Are you planning on having all students write at the same time? If so, this is almost a worst-case scenario in terms of load on your server.
When a student starts a Gateway Quiz the system has to create a version of the quiz for that student, which involves a whole bunch of writes to the database, and then render all of the problems on the quiz. Because of the way the code is written this is handled serially by a single apache process. i.e. when a student clicks on "Take ... Test", an apache process is assigned, and that process can't serve any other pages until it has created the test and rendered all 50 problems. There are a couple of implications of this:
- If you have more students starting simultaneously than you have apache processes (as determined by MaxRequestWorkers in your apache configuration), then students will have to wait until previous requests have completed before their quiz will load. This in itself won't crash your server (assuming that you have enough memory for the number of processes), but it can mean long waits for pages to load. The one danger is students that get impatient and click reload, as this adds additional requests, which means even longer waits.

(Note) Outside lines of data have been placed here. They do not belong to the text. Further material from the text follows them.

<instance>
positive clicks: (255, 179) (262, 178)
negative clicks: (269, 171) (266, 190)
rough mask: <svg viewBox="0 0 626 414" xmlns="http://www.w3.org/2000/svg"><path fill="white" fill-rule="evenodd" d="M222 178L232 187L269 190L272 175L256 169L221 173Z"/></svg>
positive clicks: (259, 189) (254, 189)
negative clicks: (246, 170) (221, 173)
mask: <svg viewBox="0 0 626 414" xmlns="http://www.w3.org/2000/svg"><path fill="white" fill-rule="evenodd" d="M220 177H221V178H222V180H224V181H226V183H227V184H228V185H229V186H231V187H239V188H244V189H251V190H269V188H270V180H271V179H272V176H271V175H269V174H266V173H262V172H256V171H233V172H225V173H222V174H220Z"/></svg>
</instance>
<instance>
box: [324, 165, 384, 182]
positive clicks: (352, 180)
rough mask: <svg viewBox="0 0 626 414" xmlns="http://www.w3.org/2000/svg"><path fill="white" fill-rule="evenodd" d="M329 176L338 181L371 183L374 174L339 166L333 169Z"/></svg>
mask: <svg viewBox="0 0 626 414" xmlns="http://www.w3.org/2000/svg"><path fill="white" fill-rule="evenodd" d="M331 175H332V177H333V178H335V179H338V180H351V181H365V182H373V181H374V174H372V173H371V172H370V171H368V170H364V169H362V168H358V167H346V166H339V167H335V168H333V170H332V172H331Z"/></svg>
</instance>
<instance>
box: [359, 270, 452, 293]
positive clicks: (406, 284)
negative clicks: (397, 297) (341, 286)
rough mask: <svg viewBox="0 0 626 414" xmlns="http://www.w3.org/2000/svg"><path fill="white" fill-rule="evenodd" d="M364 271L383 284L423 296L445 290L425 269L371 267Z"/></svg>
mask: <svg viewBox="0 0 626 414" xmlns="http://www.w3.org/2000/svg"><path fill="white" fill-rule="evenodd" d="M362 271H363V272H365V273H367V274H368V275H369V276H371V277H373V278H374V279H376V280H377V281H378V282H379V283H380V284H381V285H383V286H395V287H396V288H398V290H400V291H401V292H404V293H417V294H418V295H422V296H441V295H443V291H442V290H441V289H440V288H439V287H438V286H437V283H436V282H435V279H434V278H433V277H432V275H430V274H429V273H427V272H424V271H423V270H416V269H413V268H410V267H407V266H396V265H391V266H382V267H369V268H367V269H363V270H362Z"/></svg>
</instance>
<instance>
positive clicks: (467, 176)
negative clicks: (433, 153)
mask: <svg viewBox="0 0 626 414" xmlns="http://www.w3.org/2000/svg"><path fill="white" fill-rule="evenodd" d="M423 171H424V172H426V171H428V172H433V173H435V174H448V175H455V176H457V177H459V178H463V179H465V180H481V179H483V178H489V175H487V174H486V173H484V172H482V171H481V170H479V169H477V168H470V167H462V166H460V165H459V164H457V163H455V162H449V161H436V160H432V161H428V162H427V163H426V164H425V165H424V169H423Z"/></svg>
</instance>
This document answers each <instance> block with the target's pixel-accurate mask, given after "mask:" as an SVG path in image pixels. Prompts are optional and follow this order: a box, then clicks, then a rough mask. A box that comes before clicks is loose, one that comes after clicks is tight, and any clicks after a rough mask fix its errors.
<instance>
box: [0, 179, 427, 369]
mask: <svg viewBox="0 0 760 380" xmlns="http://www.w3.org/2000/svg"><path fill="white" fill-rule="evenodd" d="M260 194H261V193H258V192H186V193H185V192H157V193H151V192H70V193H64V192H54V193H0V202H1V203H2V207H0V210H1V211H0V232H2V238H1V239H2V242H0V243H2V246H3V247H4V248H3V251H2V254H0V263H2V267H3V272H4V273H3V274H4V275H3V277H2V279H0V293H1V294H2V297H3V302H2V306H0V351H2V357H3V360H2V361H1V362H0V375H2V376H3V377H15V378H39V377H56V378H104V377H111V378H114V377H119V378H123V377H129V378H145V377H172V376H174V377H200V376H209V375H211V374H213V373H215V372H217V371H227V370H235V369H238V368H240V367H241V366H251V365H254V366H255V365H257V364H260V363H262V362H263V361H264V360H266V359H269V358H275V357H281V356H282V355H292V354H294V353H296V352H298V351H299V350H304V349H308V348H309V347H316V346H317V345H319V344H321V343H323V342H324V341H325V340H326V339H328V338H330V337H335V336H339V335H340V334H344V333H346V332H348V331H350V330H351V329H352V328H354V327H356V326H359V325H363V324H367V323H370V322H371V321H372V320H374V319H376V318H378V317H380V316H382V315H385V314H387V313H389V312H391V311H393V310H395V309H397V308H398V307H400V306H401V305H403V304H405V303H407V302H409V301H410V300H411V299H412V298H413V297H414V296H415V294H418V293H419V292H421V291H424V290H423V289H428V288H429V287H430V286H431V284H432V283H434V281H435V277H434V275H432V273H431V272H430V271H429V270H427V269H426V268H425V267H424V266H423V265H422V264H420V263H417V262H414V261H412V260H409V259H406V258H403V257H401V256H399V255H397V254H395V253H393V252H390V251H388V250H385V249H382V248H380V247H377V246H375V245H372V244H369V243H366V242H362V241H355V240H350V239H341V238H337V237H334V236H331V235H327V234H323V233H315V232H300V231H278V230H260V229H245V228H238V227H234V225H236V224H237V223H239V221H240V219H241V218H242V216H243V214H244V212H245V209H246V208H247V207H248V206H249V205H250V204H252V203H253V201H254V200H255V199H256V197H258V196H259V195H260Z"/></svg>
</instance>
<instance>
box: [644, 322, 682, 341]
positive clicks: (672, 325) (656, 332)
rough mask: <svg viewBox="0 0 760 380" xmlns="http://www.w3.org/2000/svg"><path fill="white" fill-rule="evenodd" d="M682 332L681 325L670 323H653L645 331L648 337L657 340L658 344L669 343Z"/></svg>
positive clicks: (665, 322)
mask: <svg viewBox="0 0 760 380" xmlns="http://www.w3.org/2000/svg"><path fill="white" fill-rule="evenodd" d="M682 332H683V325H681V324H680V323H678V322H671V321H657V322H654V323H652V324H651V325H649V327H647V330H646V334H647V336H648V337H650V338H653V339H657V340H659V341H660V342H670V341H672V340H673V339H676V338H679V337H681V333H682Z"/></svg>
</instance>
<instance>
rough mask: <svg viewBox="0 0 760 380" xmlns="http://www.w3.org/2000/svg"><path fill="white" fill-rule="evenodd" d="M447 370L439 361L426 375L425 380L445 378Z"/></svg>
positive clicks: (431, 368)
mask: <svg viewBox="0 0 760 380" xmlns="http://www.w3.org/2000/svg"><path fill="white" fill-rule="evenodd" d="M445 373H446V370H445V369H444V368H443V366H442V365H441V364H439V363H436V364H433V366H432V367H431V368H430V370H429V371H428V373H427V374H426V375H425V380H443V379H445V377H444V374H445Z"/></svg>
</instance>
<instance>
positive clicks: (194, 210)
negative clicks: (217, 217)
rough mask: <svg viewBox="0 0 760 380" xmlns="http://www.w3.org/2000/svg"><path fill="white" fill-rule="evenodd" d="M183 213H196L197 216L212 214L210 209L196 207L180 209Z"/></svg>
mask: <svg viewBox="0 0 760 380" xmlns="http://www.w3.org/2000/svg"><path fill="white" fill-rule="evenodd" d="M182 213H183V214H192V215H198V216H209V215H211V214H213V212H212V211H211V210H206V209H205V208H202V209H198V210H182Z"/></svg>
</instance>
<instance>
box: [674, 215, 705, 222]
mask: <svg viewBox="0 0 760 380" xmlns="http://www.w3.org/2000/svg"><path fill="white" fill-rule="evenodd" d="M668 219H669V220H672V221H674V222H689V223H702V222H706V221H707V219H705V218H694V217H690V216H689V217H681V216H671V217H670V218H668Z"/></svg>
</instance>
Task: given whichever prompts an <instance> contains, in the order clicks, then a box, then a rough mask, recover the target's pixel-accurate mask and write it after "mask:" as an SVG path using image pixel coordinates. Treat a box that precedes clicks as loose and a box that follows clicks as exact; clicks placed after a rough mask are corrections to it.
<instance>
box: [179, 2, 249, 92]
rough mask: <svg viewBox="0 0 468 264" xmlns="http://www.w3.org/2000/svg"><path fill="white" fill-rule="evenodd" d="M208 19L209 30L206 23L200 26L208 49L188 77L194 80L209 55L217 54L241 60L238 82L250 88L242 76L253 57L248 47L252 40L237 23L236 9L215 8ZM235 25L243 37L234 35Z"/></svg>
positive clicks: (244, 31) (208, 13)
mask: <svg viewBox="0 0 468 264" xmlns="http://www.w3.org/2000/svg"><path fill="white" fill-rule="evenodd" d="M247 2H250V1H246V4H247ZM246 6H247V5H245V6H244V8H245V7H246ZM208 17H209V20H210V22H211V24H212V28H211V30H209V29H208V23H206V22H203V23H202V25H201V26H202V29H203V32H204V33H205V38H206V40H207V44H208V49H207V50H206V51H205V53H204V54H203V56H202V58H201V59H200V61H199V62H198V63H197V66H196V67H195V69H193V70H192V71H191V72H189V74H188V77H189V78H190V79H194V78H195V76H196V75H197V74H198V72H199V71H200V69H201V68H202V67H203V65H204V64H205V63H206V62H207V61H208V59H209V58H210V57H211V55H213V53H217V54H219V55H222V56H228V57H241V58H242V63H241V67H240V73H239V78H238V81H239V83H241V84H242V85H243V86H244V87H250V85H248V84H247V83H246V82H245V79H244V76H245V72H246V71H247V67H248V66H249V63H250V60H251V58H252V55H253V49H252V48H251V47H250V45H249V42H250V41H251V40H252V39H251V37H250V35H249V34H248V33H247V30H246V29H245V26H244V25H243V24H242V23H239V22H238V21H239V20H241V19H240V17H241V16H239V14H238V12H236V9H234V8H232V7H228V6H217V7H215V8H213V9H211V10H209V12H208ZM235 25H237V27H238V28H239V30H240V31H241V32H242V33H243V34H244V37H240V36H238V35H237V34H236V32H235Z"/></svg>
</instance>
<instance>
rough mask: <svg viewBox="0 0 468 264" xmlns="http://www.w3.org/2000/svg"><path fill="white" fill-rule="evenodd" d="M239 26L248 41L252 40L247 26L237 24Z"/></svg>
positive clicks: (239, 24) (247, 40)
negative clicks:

- A single apache process will be rendering all 50 problems for one student. Due to the memory leaks in problem processing, each problem increases the memory footprint of the apache process, so you could see the memory usage of apache processes ballooning very quickly. This can easily run your server out of memory.
Typically a WeBWorK server has apache configured so that MaxConnectionsPerChild is set to 50 or 100, which means that an apache process is killed after serving that many requests, and then a new process starts. This frees up the memory that is tied up by the memory leaks in problems rendered by that process. In a typical scenario (e.g. a server serving a mix of assignments and quizzes), the 50 requests served by a process would be mostly single questions, with the odd quiz mixed in. If everyone is starting the quiz at the same time, then a single process might have to handle several consecutive requests which ask it to render 50 problems, so you could see memory usage for apache processes that is significantly higher than what you normally see.
If you want to be safe about memory usage, then you can go to the extreme of setting MaxConnectionsPerChild to 1, which means that an apache process will be terminated after it serves a single request. This solves the issue of growing memory usage of these processes, but adds the processing overhead of having to start a new apache process for each request. If your server has sufficient processing power (no, I don't know what constitutes "sufficient" here), then this may be the way to go.
Of course all of this is somewhat vague, since it is notoriously hard to quantify exactly what the memory and processor usage is for specific actions in WeBWorK, but hopefully this gives you some ideas.